Richard Fuller founded Pure Earth (formerly known as the Blacksmith Institute) in 1999 as the only organization focused on pollution cleanup on a global scale.  Over the years, he has assembled a comprehensive database of knowledge and information that is being used by Pure Earth’s network of project managers around the world to clean up the worst polluted sites efficiently and effectively. This includes Pure Earth’s global inventory of polluted sites, the Toxic Sites Identification Program, the world’s worst polluted places reports, the Health and Pollution Planning Process for low- and middle-income countries, and more. In 2012, Fuller began building an international alliance with the Global Alliance on Health and Pollution, an international collaborative body formed by Pure Earth, World Bank, UNEP, UNDP, UNIDO, Asian Development Bank, the European Commission, Ministries of Environment and Health of many low- and middle-income countries to address pollution and health at scale. This lead to the creation of the Commission on Pollution and Health.

Born in Australia, Fuller graduated with a degree in engineering from Melbourne University and began his career at IBM. He left Australia in 1988 to work directly on global environmental issues. He spent two years in the rainforests of Brazil with the United Nations Environmental Programme creating forest reserves promoting the preservation of both the rainforest and its inhabitants. He then headed to New York City, establishing Great Forest Inc., now one of the most successful sustainability consulting companies in the US, and among the first to bring sustainability practices to the business world, helping to pave the way for the rise of corporate social responsibility.

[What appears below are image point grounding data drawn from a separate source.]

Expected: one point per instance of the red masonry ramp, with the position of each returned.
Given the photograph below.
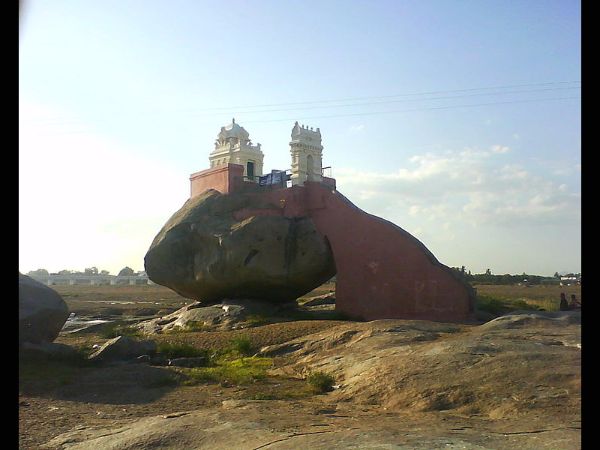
(383, 272)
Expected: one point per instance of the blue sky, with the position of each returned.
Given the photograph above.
(457, 120)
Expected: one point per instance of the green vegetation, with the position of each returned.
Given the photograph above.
(241, 346)
(195, 325)
(256, 320)
(320, 382)
(234, 371)
(499, 305)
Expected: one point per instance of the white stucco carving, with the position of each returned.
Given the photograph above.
(307, 155)
(233, 145)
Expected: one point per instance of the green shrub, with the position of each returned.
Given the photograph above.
(320, 382)
(195, 325)
(235, 371)
(241, 345)
(256, 320)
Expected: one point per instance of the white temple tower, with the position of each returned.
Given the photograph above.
(233, 146)
(307, 155)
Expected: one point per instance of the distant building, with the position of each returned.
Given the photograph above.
(237, 164)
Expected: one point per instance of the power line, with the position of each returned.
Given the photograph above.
(397, 101)
(411, 110)
(391, 96)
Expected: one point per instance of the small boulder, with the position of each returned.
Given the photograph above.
(42, 312)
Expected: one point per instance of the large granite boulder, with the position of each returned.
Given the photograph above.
(205, 254)
(42, 312)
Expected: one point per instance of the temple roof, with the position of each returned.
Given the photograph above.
(233, 130)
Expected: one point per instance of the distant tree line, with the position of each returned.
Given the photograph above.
(489, 278)
(125, 271)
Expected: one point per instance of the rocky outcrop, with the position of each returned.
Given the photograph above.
(204, 253)
(513, 366)
(42, 312)
(123, 348)
(226, 315)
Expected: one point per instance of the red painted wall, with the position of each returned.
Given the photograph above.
(223, 178)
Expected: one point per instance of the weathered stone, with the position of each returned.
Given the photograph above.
(42, 311)
(197, 316)
(122, 348)
(197, 361)
(204, 253)
(326, 299)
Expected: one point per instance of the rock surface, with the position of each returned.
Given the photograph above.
(203, 253)
(42, 312)
(513, 383)
(516, 364)
(123, 348)
(200, 317)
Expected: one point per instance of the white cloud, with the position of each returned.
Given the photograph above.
(472, 186)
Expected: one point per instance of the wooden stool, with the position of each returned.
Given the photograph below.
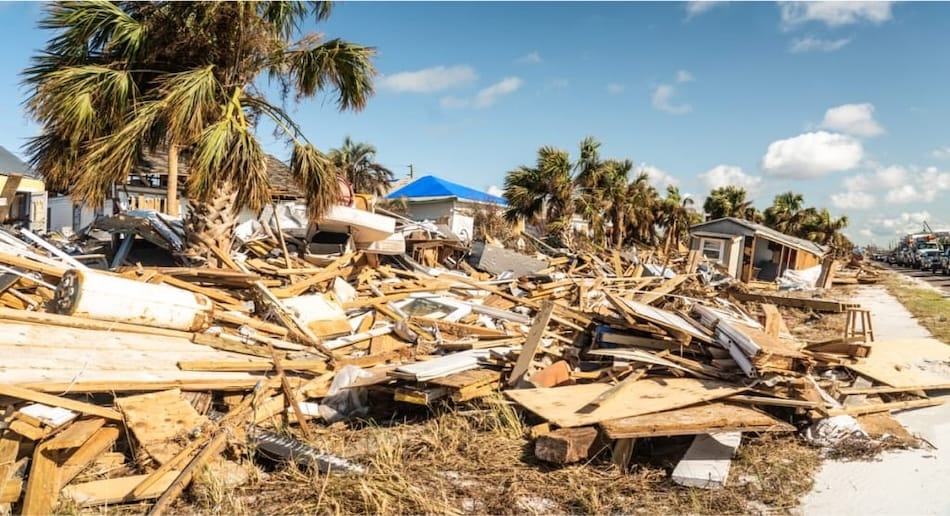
(852, 333)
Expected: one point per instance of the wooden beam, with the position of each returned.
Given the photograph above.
(42, 488)
(56, 401)
(532, 341)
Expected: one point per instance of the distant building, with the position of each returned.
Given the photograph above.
(751, 251)
(23, 197)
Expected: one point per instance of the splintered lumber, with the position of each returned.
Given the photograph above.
(561, 405)
(532, 341)
(667, 287)
(566, 445)
(42, 488)
(56, 401)
(86, 454)
(705, 418)
(906, 363)
(885, 407)
(816, 304)
(116, 490)
(319, 366)
(674, 323)
(158, 420)
(707, 461)
(76, 434)
(184, 478)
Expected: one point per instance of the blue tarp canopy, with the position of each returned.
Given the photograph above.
(434, 187)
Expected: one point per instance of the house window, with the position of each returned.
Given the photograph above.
(712, 249)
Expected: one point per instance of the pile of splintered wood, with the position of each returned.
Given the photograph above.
(119, 385)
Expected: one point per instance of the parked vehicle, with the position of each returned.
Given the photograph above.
(929, 260)
(945, 261)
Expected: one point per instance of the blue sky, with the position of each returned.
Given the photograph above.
(844, 102)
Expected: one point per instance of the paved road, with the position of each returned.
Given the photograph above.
(937, 280)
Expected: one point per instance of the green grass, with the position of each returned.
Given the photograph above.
(929, 306)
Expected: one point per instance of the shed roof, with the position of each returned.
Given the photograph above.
(732, 225)
(282, 183)
(431, 187)
(9, 163)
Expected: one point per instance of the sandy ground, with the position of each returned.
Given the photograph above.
(902, 482)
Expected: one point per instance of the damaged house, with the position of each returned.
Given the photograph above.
(753, 252)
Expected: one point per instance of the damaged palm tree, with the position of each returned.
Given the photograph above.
(121, 79)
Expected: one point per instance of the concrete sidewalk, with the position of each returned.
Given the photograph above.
(902, 482)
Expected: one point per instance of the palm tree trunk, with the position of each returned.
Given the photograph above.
(209, 228)
(171, 202)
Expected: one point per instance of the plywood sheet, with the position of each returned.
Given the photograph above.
(160, 421)
(907, 363)
(569, 406)
(698, 419)
(666, 319)
(57, 356)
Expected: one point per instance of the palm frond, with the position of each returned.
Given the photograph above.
(344, 66)
(315, 175)
(192, 102)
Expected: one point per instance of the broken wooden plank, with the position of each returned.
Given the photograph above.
(56, 401)
(566, 445)
(699, 419)
(532, 341)
(76, 434)
(42, 488)
(158, 420)
(116, 490)
(560, 405)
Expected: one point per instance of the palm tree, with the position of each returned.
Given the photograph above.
(357, 162)
(545, 192)
(786, 213)
(824, 229)
(729, 201)
(641, 210)
(119, 79)
(676, 216)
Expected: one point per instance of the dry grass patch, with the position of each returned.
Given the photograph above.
(476, 460)
(928, 305)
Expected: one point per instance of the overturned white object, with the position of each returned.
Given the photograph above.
(85, 293)
(707, 462)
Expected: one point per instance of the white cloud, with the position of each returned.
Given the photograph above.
(661, 100)
(660, 179)
(684, 76)
(853, 200)
(428, 80)
(812, 155)
(884, 178)
(489, 95)
(813, 44)
(486, 96)
(941, 152)
(906, 222)
(697, 7)
(856, 119)
(663, 94)
(903, 185)
(729, 175)
(530, 58)
(834, 14)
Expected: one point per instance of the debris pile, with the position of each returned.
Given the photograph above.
(119, 385)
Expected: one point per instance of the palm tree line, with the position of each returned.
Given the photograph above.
(120, 79)
(621, 210)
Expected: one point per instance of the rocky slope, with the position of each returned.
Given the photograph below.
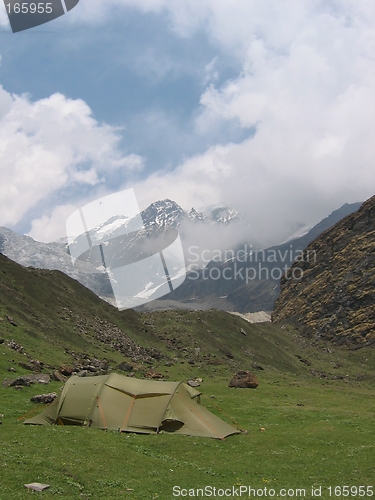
(335, 295)
(161, 215)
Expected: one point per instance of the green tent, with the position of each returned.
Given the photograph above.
(132, 405)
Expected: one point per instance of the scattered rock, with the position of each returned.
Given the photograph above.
(44, 398)
(26, 380)
(193, 383)
(66, 370)
(37, 486)
(34, 365)
(125, 367)
(59, 377)
(16, 347)
(11, 320)
(244, 379)
(153, 374)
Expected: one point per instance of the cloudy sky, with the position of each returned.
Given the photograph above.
(261, 105)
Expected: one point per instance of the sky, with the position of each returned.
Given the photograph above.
(260, 105)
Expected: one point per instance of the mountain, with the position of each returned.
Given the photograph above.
(334, 294)
(249, 280)
(48, 319)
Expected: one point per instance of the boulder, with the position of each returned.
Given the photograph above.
(59, 377)
(244, 379)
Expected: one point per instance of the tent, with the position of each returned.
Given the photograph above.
(128, 404)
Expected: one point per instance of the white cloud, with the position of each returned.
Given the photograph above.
(52, 227)
(307, 86)
(51, 144)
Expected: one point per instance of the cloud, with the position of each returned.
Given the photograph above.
(52, 227)
(303, 95)
(51, 144)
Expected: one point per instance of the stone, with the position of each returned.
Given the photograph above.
(37, 486)
(66, 370)
(125, 367)
(193, 383)
(244, 379)
(59, 377)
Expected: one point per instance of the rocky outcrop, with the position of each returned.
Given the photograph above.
(330, 291)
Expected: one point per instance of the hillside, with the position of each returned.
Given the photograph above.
(313, 405)
(47, 319)
(253, 283)
(335, 298)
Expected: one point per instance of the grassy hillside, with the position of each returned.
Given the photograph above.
(314, 401)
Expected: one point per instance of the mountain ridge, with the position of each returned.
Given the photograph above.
(334, 298)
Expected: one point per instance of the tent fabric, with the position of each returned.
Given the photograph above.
(128, 404)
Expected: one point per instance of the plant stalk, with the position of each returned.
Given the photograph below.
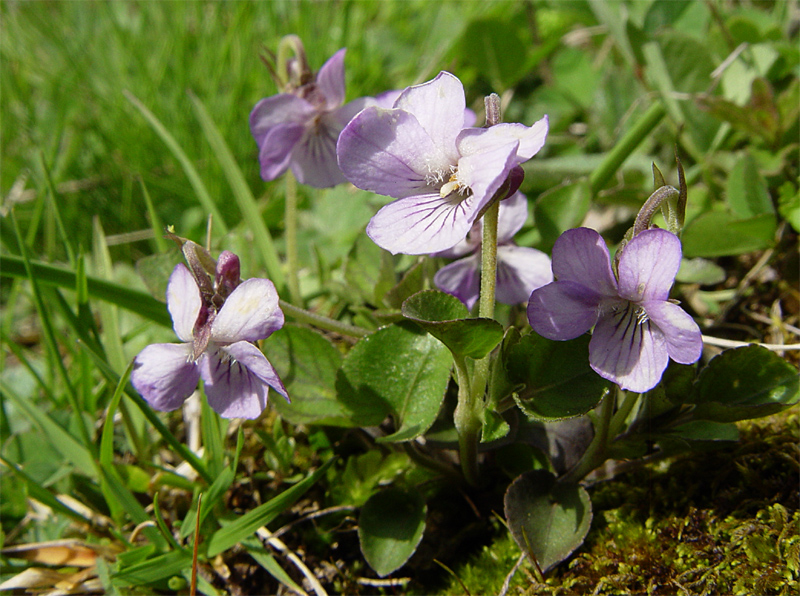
(292, 260)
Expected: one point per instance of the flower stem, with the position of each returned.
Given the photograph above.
(471, 388)
(291, 240)
(467, 419)
(626, 145)
(597, 452)
(321, 322)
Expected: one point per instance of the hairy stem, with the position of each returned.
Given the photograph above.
(291, 240)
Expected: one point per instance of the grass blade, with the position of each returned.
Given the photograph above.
(251, 521)
(243, 195)
(191, 173)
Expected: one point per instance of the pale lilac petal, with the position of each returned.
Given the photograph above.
(628, 351)
(387, 99)
(484, 173)
(314, 159)
(388, 152)
(232, 389)
(530, 139)
(164, 375)
(511, 217)
(683, 337)
(520, 271)
(330, 80)
(277, 149)
(276, 111)
(183, 301)
(581, 255)
(422, 224)
(461, 279)
(250, 313)
(563, 310)
(648, 265)
(439, 107)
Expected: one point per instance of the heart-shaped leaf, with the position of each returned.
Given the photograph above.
(445, 317)
(744, 383)
(390, 527)
(559, 383)
(400, 371)
(548, 520)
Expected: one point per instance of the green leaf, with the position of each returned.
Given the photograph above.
(717, 234)
(743, 383)
(547, 520)
(559, 383)
(307, 364)
(445, 317)
(700, 271)
(748, 195)
(251, 521)
(398, 370)
(390, 527)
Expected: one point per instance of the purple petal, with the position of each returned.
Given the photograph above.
(511, 217)
(388, 152)
(330, 79)
(520, 271)
(276, 111)
(314, 157)
(683, 337)
(438, 106)
(484, 173)
(183, 301)
(250, 313)
(276, 149)
(628, 349)
(422, 224)
(164, 375)
(581, 255)
(530, 139)
(461, 279)
(232, 389)
(563, 310)
(648, 265)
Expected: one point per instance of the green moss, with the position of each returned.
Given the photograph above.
(724, 522)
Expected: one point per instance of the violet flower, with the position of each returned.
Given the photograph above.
(441, 172)
(218, 333)
(637, 329)
(298, 129)
(520, 270)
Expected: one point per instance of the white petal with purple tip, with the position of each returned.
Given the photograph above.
(250, 313)
(183, 301)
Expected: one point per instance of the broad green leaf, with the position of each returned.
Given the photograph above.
(251, 521)
(717, 234)
(306, 363)
(445, 317)
(748, 195)
(390, 527)
(547, 520)
(398, 370)
(559, 383)
(743, 383)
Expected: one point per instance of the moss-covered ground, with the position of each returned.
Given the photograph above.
(713, 523)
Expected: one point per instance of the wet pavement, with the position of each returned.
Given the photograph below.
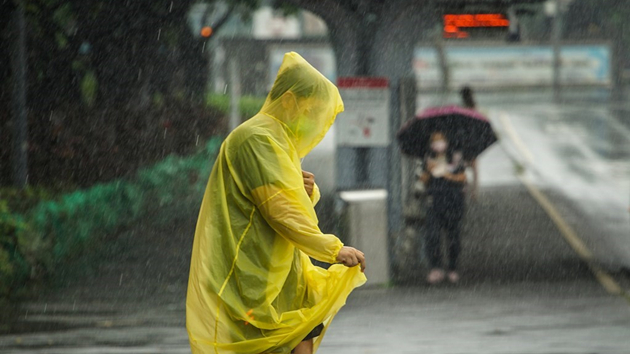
(523, 289)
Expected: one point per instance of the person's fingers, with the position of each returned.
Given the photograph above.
(352, 260)
(361, 259)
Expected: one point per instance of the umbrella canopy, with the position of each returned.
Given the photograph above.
(466, 130)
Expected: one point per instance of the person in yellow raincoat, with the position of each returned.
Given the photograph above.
(252, 287)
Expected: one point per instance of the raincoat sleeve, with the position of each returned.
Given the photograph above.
(316, 196)
(266, 173)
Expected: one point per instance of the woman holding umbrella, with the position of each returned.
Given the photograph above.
(445, 177)
(447, 139)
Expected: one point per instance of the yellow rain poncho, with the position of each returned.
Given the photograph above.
(252, 286)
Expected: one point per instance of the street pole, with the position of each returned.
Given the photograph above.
(20, 117)
(555, 39)
(235, 93)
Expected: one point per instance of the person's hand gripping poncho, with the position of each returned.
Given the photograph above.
(252, 287)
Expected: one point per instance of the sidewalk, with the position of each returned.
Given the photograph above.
(523, 290)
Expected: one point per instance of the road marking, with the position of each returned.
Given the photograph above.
(574, 241)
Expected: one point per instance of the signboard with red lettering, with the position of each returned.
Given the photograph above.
(365, 121)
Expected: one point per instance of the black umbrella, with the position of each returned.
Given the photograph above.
(466, 130)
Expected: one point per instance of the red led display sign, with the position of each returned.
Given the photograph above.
(453, 23)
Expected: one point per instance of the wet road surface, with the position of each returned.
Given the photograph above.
(523, 289)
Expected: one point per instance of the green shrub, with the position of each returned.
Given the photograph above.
(13, 250)
(33, 242)
(248, 105)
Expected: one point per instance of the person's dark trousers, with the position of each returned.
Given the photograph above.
(445, 214)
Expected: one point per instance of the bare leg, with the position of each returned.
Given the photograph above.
(305, 347)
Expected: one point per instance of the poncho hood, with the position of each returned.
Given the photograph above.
(304, 100)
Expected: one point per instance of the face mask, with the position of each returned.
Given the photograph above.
(439, 146)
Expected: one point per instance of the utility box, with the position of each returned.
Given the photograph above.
(364, 218)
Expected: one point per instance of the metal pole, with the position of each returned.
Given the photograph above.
(20, 117)
(235, 94)
(556, 38)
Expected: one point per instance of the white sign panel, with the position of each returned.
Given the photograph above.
(365, 121)
(513, 66)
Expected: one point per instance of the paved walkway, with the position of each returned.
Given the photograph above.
(523, 290)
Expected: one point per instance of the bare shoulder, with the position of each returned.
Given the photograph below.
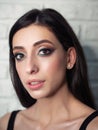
(4, 121)
(93, 124)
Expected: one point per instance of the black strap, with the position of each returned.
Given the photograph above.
(12, 120)
(88, 119)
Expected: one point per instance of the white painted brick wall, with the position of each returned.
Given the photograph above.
(83, 17)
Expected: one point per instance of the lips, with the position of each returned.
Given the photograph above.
(35, 84)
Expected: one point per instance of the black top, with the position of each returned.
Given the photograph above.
(83, 126)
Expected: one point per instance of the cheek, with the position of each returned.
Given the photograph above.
(19, 70)
(54, 66)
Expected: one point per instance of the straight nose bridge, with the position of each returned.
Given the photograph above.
(31, 66)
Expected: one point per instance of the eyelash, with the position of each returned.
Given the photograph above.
(45, 51)
(18, 56)
(42, 52)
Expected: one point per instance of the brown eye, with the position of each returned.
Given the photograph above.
(45, 51)
(18, 56)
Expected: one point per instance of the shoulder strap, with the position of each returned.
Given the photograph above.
(88, 119)
(12, 120)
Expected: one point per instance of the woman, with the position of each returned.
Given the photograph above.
(49, 74)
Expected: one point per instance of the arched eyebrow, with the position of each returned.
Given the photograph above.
(42, 41)
(35, 44)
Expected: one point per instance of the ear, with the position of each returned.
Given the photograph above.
(71, 57)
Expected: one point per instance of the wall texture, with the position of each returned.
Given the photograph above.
(83, 17)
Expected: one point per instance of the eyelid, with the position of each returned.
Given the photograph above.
(48, 49)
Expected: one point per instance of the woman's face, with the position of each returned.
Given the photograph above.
(40, 61)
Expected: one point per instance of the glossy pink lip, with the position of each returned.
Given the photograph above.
(35, 84)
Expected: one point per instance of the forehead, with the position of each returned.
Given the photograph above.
(32, 34)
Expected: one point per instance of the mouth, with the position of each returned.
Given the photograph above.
(35, 84)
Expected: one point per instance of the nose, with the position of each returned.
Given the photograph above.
(31, 67)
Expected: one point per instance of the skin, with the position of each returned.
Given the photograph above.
(56, 108)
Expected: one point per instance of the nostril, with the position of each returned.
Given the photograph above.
(34, 69)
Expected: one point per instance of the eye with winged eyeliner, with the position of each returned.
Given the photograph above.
(19, 56)
(45, 51)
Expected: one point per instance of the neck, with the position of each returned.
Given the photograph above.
(55, 107)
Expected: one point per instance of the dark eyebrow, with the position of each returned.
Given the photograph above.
(42, 41)
(18, 47)
(35, 44)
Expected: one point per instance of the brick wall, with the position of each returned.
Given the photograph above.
(83, 17)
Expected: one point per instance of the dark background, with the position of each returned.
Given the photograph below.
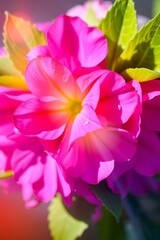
(44, 10)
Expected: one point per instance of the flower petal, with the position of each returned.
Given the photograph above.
(35, 116)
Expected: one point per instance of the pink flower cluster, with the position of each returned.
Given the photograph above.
(79, 123)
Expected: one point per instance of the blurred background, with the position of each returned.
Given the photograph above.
(17, 223)
(44, 10)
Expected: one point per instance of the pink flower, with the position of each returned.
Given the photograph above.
(70, 117)
(145, 164)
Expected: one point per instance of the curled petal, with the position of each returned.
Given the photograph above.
(35, 116)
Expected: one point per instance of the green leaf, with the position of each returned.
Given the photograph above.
(7, 67)
(108, 228)
(119, 27)
(140, 74)
(143, 50)
(61, 224)
(20, 37)
(156, 7)
(109, 200)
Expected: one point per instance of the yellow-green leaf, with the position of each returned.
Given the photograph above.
(61, 224)
(13, 82)
(119, 27)
(7, 67)
(20, 37)
(143, 50)
(140, 74)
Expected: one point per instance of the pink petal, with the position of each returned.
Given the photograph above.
(121, 143)
(47, 77)
(35, 116)
(86, 121)
(98, 172)
(27, 161)
(148, 154)
(37, 52)
(150, 89)
(46, 187)
(151, 114)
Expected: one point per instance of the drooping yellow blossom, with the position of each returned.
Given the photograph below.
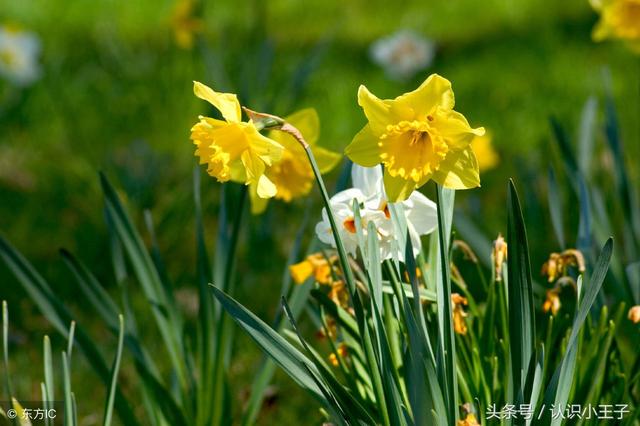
(470, 420)
(552, 302)
(499, 256)
(618, 19)
(185, 24)
(292, 175)
(634, 314)
(457, 302)
(558, 264)
(486, 155)
(233, 149)
(315, 264)
(341, 352)
(339, 295)
(417, 137)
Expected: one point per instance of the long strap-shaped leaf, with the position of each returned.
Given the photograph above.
(522, 329)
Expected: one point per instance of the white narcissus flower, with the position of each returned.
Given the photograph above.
(368, 190)
(403, 54)
(19, 52)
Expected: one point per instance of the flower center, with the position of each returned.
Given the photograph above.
(412, 149)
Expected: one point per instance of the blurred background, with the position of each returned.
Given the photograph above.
(109, 89)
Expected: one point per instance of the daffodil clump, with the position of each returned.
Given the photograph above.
(417, 137)
(619, 19)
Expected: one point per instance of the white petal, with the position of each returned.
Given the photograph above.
(368, 180)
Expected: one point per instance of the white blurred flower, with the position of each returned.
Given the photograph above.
(19, 52)
(368, 190)
(403, 53)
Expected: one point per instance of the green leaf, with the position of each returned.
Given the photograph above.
(522, 329)
(108, 412)
(446, 350)
(290, 359)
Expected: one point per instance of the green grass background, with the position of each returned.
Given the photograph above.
(116, 95)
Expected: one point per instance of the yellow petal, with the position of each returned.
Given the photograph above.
(376, 110)
(459, 170)
(226, 103)
(253, 164)
(266, 188)
(325, 159)
(455, 128)
(434, 92)
(364, 149)
(267, 149)
(301, 271)
(258, 204)
(397, 188)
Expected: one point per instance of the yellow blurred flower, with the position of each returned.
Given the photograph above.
(339, 295)
(342, 353)
(552, 302)
(185, 24)
(634, 314)
(558, 264)
(417, 137)
(470, 420)
(315, 264)
(233, 149)
(486, 155)
(458, 301)
(292, 175)
(618, 19)
(499, 256)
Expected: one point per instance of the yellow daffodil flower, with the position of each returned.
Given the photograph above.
(618, 19)
(185, 24)
(459, 325)
(315, 264)
(470, 420)
(485, 153)
(292, 175)
(233, 149)
(417, 137)
(552, 302)
(499, 256)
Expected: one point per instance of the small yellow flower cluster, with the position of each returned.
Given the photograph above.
(634, 314)
(470, 420)
(499, 256)
(459, 315)
(619, 19)
(556, 269)
(558, 264)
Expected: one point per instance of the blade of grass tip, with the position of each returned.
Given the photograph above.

But even as he helped big businesses become more sustainable, Fuller realized that he had to deal with the problem from both ends to really make a difference.  So he shifted his focus to poor countries and to global pollution.

He is the author of the book The Brown Agenda, in which he chronicles cleanup efforts in some of the world’s worst polluted places.

The Commission on Pollution and Health is an initiative of The Lancet, the Global Alliance on Health and Pollution (GAHP), and the Icahn School of Medicine at Mount Sinai. Commissioners include many of the world’s leading researchers and practitioners in the fields of pollution management, environmental health and sustainable development.